Raleigh, N.C. — Gov. Roy Cooper is candidate Roy Cooper again, running for re-election after a four-year term marked by power struggles with the General Assembly’s Republican majority.
Early in his term, the state repealed House Bill 2, the notorious law that restricted transgender access to public bathrooms and blocked local nondiscrimination ordinances. He also signed a transportation bond into law, as he promised on the campaign trail.
But some campaign promises simply fell by the wayside. Others broke on the rocks of the legislature’s GOP majority as Cooper went back and forth with lawmakers who had moved to limit his power before he even took office.
Medicaid expansion never had enough momentum to pass, at least in the Senate, despite a multi-year fight that blocked passage of a full state budget.
Teacher pay has increased, but it’s Republicans who drove that bus, and the raises haven’t been as high as Cooper pressed for. Repeated budget vetoes mean the governor vetoed raises too, and Republicans will make sure voters hear about it heading into the Nov. 3 elections.
Not all failures are a governor’s fault – neither are all successes – and not all promises carry equal weight. But these 31 promises, big and small, offer a snapshot answer to an important question: How much of what candidate Roy Cooper promised did Gov. Roy Cooper deliver?
“A lot of what candidate Roy Cooper did was, I think, give us measured promises about how he could push the conversation,” said Rep. Robert Reives, D-Chatham. “I was incredibly pleased with Roy Cooper the governor, compared to what he told us he could do as Roy Cooper the candidate.”

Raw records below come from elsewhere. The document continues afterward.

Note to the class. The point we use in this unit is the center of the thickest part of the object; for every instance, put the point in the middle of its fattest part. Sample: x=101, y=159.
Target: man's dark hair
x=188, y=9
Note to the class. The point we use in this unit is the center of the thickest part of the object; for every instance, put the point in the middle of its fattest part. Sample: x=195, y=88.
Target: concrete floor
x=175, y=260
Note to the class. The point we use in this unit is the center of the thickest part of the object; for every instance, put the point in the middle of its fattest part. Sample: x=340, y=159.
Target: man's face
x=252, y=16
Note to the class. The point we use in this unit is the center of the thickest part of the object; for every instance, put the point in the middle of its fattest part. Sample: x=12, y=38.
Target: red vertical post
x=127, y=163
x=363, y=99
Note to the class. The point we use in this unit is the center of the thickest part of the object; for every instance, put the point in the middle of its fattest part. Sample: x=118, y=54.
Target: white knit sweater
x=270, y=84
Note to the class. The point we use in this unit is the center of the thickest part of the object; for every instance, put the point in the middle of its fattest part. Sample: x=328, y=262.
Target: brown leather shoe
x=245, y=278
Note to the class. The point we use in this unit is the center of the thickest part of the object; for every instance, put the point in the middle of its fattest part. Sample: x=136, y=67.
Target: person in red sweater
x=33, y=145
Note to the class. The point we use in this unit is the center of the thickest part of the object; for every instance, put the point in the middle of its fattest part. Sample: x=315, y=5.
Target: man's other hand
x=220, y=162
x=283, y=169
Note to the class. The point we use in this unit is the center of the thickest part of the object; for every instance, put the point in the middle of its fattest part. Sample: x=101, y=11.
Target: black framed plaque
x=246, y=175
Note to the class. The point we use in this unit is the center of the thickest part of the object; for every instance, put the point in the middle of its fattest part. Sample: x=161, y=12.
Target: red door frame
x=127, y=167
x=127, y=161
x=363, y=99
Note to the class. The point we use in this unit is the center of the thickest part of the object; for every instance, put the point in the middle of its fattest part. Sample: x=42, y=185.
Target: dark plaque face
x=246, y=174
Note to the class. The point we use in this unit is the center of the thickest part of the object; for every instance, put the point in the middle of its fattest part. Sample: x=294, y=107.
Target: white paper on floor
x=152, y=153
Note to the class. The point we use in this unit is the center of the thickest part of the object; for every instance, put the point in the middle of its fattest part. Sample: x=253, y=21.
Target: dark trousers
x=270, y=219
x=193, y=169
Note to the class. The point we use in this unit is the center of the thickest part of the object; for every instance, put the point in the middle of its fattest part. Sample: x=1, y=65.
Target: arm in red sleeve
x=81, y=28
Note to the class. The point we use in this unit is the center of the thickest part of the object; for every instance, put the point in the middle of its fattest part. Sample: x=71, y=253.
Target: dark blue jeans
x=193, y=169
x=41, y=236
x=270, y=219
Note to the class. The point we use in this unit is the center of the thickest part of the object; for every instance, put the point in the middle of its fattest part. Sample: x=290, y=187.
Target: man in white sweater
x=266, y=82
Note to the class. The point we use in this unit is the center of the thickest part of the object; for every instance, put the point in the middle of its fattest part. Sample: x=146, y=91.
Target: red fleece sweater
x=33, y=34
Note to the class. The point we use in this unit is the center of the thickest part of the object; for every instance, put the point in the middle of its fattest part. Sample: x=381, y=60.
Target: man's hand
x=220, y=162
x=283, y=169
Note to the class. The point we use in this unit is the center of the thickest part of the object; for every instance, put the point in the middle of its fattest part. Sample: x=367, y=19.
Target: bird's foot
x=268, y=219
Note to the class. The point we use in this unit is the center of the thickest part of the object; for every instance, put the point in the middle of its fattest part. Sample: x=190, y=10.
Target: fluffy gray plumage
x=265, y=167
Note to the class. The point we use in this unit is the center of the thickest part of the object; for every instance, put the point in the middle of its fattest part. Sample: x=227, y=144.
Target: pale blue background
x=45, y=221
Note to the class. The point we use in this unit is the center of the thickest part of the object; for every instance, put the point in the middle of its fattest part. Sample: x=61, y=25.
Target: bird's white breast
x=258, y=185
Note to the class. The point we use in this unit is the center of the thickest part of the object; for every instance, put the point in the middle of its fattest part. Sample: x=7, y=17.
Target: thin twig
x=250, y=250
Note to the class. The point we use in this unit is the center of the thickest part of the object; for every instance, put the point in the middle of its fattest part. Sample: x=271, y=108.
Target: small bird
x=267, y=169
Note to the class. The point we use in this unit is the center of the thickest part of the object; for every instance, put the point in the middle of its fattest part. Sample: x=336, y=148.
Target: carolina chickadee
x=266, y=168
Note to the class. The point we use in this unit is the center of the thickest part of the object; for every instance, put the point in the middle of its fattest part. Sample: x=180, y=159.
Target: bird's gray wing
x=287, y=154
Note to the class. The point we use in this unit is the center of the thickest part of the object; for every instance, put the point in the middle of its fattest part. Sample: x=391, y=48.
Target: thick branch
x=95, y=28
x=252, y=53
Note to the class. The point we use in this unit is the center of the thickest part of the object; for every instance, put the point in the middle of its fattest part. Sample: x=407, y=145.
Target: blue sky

With Republicans holding a super-majority in the legislature for the first half of his term, Cooper played defense, according to David McLennan, a political science professor and poll director at Meredith College.
The second half was defined by crisis response, McLennan said. Hurricane Florence flooded eastern North Carolina in 2018. And, now, a global pandemic.
Throughout the four years, Cooper’s approval ratings have been the strongest of any political figure in the state, McLennan said, staying at or above the 50 percent mark for most of his term.
“Gov. Roy Cooper’s first term in office should be considered successful, given the circumstances he faced,” McLennan said.
Donald Bryson, president and chief executive of the right-leaning Civitas Institute, said Cooper’s rhetoric after four years “stands remarkably close to where he was as a candidate.”
“Unfortunately for North Carolinians, this has led to unreasonable positions and an ineffective relationship with the General Assembly,” Bryson said. “The unwillingness to work across the aisle has been so ingrained in his term that he has been unable to deliver on campaign promises and substantive change.”